Finding jobs as a Teacher will be easier if you apply your skills and look in the right places. Following these pointers can relieve stress and make it easier to find work.

1. Research your surroundings. Whether you are new to Education or have lived in the area for years, you should conduct some research to find who the biggest employers are. Doing so can help you find job leads that don’t show up other places, and it can show you where the majority of local opportunities are.

2. Practice your interview skills. Once you have found a job lead that interests you and matches your skills, you have started the journey to landing a new job. If an interview seems intimidating, think about the kind of questions a potential employer would want to ask an interviewee, and prepare some articulate answers that will demonstrate your knowledge.

3. Network with neighbors. Building relationships and pursuing connections can often provide unexpected job opportunities. Let your friends and family know what kind of position you are looking for, and ask them to pass any leads along.

4. Keep in contact with potential job leads. Once you have submitted a job application, it is up to management to decide whether or not you are a good candidate for the position. Reach out to the recruiter, hiring manager or human resources department remind them of your interest.

5. Be adaptable. Think of your abilities as the roots of all the things you can do. They are the beginning, not the end. Be open to jobs in other fields that can provide opportunities outside your field and expand your skill set.

Teacher Job Seeking Tips

Your cover letter is likely the first impression potential employers will have of you. You should make its contents relevant to the jobs as a Teacher and field you are pursuing, but regardless of specifics, there are a few general rules you should always follow.

1. Highlight your experience. This may seem like a no-brainer, but you want your skills to truly shine on paper. The only way to achieve this is to describe your prior experience in an engaging way. Use descriptive language to make your work experience sound enticing.

2. Be honest. It may be tempting to exaggerate your experience or embellish your skills, but this will disservice you in the long run. Instead of stretching the truth, be imaginative in your descriptions of prior work history.
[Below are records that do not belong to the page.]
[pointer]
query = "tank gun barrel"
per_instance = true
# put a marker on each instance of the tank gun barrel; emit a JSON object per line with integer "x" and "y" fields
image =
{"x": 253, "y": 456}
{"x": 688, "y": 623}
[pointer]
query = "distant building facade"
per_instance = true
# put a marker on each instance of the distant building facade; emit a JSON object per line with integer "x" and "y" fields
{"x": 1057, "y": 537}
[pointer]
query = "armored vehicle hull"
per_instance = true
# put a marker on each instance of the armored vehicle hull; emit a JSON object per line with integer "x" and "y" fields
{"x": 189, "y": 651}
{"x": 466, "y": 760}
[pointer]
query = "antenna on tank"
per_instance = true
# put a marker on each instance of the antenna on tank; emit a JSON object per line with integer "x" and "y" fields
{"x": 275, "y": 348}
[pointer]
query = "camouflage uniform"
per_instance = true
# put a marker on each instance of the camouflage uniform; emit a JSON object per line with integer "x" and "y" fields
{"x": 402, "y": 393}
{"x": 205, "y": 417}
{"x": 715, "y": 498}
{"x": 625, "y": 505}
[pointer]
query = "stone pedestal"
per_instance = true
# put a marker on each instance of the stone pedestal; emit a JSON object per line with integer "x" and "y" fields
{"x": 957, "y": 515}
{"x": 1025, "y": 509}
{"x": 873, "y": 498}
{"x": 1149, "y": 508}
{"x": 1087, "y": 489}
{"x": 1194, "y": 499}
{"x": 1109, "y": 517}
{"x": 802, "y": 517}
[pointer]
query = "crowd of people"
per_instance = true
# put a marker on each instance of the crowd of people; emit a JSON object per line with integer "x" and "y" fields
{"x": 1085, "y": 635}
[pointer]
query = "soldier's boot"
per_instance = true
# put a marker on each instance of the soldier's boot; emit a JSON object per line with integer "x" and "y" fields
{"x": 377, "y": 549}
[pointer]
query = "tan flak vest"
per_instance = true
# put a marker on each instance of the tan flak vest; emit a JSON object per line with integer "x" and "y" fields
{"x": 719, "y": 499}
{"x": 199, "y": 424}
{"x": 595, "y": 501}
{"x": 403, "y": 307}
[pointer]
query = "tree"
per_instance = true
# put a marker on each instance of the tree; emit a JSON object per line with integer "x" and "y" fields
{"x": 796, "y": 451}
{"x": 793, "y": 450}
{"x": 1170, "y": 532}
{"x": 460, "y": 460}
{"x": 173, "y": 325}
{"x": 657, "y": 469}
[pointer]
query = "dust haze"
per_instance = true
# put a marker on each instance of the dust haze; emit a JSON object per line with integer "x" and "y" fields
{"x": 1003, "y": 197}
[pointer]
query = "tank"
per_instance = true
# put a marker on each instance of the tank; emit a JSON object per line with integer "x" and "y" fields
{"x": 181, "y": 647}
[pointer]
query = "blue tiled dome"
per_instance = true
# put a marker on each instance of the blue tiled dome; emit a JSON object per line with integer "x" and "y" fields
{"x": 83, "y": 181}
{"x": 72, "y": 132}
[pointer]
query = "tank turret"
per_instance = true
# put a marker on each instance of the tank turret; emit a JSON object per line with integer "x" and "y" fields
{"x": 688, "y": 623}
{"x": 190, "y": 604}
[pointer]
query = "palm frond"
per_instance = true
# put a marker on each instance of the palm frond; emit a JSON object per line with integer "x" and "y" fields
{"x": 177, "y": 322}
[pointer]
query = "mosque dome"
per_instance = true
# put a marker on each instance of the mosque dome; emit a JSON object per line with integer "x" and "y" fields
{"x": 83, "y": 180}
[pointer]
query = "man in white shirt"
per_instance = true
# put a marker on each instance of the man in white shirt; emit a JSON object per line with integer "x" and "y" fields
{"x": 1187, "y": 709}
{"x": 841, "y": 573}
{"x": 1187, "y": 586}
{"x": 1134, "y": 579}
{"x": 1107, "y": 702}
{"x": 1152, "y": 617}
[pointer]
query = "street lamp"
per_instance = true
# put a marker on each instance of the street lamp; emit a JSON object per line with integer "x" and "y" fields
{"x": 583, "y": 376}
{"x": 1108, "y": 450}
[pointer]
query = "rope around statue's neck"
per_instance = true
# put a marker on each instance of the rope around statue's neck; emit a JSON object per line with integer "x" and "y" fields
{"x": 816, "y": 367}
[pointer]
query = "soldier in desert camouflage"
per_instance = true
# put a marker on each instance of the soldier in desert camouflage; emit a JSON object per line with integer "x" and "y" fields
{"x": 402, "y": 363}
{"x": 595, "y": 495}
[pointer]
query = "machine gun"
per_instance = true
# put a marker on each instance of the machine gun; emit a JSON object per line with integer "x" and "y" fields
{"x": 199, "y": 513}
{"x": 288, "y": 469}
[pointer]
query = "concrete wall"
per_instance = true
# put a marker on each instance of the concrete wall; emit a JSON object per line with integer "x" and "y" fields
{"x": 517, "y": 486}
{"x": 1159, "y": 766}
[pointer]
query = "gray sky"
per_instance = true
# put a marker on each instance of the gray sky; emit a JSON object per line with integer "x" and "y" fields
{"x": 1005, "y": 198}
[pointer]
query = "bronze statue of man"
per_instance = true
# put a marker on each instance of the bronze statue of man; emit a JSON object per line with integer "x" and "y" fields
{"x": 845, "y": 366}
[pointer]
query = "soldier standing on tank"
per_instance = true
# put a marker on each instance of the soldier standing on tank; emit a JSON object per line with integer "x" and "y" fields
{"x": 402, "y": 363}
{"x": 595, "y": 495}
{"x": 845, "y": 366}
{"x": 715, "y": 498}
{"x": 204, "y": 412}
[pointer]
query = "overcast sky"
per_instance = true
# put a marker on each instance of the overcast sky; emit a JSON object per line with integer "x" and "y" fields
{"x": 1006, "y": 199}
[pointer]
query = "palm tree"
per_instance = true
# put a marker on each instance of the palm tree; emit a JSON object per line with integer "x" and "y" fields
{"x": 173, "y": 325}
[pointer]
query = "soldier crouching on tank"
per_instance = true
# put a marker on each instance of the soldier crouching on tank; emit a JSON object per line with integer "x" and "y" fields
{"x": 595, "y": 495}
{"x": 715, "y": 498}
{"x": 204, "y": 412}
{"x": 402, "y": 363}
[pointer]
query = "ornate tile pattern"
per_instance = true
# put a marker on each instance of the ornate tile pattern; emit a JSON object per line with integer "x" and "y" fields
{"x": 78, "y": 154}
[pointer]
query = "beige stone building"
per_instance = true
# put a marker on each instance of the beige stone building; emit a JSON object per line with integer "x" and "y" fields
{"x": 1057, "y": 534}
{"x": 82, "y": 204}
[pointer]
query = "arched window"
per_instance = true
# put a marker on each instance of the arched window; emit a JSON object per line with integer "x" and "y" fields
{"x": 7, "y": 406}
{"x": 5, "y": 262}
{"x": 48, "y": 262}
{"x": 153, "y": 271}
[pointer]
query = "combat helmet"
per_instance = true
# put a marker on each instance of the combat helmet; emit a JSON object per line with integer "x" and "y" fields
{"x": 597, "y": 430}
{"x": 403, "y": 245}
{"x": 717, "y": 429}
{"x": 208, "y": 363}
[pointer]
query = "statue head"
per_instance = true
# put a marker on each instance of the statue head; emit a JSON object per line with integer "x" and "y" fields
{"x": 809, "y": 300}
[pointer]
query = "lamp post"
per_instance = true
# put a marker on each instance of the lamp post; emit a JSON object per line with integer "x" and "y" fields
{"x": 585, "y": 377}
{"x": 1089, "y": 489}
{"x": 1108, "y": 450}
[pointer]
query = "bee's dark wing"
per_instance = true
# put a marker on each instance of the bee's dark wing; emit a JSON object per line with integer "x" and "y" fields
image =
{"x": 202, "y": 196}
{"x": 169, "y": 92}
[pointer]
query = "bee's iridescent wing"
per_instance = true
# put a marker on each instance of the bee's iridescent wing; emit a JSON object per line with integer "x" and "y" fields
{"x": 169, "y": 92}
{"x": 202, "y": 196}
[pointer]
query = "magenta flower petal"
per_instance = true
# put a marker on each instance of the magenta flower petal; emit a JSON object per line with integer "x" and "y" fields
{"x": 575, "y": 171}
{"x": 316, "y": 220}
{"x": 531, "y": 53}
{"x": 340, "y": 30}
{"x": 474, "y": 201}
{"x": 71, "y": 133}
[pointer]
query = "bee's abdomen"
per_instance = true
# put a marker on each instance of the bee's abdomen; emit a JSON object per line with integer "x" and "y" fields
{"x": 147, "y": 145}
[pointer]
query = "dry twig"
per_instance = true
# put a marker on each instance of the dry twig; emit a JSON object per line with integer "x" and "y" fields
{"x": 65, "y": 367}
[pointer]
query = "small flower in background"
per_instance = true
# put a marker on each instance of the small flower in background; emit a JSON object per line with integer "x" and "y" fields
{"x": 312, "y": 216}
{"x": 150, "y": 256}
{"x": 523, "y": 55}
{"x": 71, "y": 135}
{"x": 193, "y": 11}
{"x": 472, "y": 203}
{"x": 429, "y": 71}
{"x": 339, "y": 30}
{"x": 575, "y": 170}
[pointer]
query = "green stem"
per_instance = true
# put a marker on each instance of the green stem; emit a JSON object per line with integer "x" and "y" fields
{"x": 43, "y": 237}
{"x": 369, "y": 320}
3. Emphasize your versatility. Many people are faced with a shortage of jobs in their field, but if you are dealing with this, it does not mean you won’t find a great and fulfilling position. You should keep your options open and use your cover letter to highlight your versatility.
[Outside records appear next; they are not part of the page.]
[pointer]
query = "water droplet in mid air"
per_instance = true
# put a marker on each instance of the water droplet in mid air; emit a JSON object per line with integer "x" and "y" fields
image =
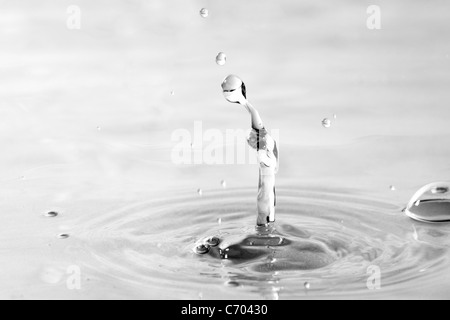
{"x": 232, "y": 284}
{"x": 201, "y": 249}
{"x": 431, "y": 203}
{"x": 326, "y": 123}
{"x": 51, "y": 214}
{"x": 221, "y": 59}
{"x": 204, "y": 13}
{"x": 213, "y": 241}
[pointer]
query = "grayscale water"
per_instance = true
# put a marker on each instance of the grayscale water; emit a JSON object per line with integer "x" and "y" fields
{"x": 87, "y": 180}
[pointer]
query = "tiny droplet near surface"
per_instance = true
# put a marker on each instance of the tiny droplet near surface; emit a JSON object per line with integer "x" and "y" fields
{"x": 326, "y": 123}
{"x": 51, "y": 214}
{"x": 232, "y": 284}
{"x": 221, "y": 59}
{"x": 213, "y": 241}
{"x": 201, "y": 249}
{"x": 204, "y": 13}
{"x": 439, "y": 190}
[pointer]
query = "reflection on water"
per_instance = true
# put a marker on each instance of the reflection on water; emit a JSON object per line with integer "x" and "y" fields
{"x": 324, "y": 241}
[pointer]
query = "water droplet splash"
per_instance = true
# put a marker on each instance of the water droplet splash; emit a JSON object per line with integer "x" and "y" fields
{"x": 431, "y": 203}
{"x": 326, "y": 123}
{"x": 204, "y": 13}
{"x": 221, "y": 59}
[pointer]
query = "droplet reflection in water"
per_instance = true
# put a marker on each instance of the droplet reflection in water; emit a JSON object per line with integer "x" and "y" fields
{"x": 204, "y": 13}
{"x": 326, "y": 123}
{"x": 431, "y": 203}
{"x": 221, "y": 59}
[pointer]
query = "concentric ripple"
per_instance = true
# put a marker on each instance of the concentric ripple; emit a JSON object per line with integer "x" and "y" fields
{"x": 326, "y": 244}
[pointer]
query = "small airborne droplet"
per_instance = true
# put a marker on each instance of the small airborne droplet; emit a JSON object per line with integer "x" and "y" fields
{"x": 51, "y": 214}
{"x": 232, "y": 284}
{"x": 326, "y": 123}
{"x": 221, "y": 59}
{"x": 204, "y": 13}
{"x": 439, "y": 190}
{"x": 213, "y": 241}
{"x": 201, "y": 249}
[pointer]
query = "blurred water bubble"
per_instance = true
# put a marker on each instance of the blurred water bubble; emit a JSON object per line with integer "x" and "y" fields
{"x": 221, "y": 59}
{"x": 430, "y": 203}
{"x": 326, "y": 123}
{"x": 204, "y": 13}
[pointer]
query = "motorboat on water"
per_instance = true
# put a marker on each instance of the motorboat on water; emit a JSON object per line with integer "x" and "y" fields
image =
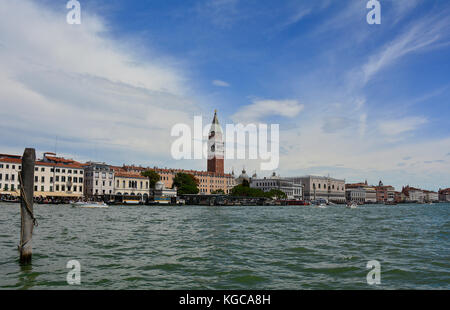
{"x": 83, "y": 204}
{"x": 352, "y": 205}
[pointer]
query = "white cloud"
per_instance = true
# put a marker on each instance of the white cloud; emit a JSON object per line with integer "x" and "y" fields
{"x": 261, "y": 109}
{"x": 399, "y": 126}
{"x": 73, "y": 81}
{"x": 220, "y": 83}
{"x": 422, "y": 34}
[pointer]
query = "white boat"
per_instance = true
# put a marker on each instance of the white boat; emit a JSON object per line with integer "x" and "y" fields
{"x": 82, "y": 204}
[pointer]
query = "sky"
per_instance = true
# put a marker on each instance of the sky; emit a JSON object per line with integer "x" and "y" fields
{"x": 353, "y": 101}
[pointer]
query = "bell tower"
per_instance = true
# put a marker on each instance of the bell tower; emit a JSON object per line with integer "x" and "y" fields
{"x": 216, "y": 149}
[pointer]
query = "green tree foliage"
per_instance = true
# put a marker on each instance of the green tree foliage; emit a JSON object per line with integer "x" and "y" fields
{"x": 186, "y": 183}
{"x": 152, "y": 176}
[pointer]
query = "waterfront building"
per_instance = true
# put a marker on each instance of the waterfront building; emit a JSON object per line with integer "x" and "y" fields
{"x": 99, "y": 179}
{"x": 430, "y": 196}
{"x": 53, "y": 176}
{"x": 444, "y": 195}
{"x": 164, "y": 195}
{"x": 289, "y": 187}
{"x": 242, "y": 177}
{"x": 129, "y": 183}
{"x": 385, "y": 193}
{"x": 317, "y": 187}
{"x": 412, "y": 194}
{"x": 370, "y": 191}
{"x": 357, "y": 194}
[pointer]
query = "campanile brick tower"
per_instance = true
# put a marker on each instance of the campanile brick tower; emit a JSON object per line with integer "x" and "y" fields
{"x": 215, "y": 147}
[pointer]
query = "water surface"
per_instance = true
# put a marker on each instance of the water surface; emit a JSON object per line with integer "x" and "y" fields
{"x": 196, "y": 247}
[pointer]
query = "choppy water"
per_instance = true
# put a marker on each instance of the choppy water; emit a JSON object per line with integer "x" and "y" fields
{"x": 293, "y": 247}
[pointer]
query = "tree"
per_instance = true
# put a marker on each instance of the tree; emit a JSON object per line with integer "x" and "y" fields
{"x": 152, "y": 176}
{"x": 186, "y": 183}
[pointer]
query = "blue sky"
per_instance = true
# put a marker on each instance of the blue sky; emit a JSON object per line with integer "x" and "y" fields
{"x": 353, "y": 100}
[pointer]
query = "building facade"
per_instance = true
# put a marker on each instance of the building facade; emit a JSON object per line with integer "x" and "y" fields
{"x": 99, "y": 179}
{"x": 131, "y": 183}
{"x": 356, "y": 195}
{"x": 53, "y": 176}
{"x": 413, "y": 195}
{"x": 317, "y": 187}
{"x": 370, "y": 191}
{"x": 430, "y": 196}
{"x": 289, "y": 187}
{"x": 444, "y": 195}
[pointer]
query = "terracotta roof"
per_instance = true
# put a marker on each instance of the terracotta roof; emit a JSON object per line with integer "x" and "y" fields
{"x": 126, "y": 174}
{"x": 11, "y": 160}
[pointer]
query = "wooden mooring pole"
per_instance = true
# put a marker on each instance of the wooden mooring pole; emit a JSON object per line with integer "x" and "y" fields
{"x": 28, "y": 221}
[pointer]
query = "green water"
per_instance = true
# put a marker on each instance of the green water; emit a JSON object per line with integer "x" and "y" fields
{"x": 195, "y": 247}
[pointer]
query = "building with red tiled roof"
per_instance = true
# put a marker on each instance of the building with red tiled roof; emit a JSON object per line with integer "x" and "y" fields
{"x": 60, "y": 178}
{"x": 444, "y": 195}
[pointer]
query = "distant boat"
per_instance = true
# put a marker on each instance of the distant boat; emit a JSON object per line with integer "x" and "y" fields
{"x": 82, "y": 204}
{"x": 352, "y": 205}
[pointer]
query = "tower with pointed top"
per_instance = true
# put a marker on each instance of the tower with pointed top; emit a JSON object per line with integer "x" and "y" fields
{"x": 216, "y": 149}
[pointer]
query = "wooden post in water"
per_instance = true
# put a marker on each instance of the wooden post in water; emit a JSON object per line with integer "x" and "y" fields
{"x": 26, "y": 178}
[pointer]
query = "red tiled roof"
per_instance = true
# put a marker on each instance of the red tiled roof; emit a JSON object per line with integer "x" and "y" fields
{"x": 126, "y": 174}
{"x": 74, "y": 165}
{"x": 11, "y": 160}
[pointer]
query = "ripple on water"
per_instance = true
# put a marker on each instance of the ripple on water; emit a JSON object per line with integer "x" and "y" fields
{"x": 231, "y": 248}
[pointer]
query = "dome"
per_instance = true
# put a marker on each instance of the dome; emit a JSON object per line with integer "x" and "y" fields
{"x": 159, "y": 185}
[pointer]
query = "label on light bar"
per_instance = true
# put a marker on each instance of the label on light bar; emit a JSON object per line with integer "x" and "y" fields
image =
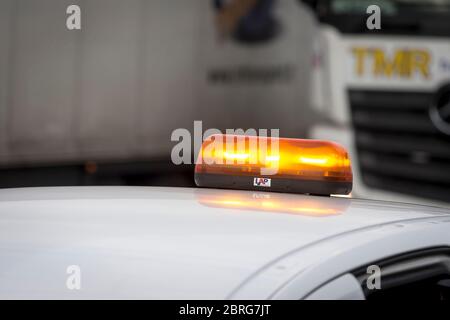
{"x": 262, "y": 182}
4. Keep it brief. Giving long-winded answers in an interview is never a good idea, and being excessively wordy on your cover letter isn’t either. While you may be verbose, limit your cover letter’s contents to the most essential information. You don’t want your qualifications to get lost in a sea of words.

5. Don’t go over a page. In some cases, you may have reason to include two pages on your cover letter, but in general it is best to be concise and keep its contents to one page only.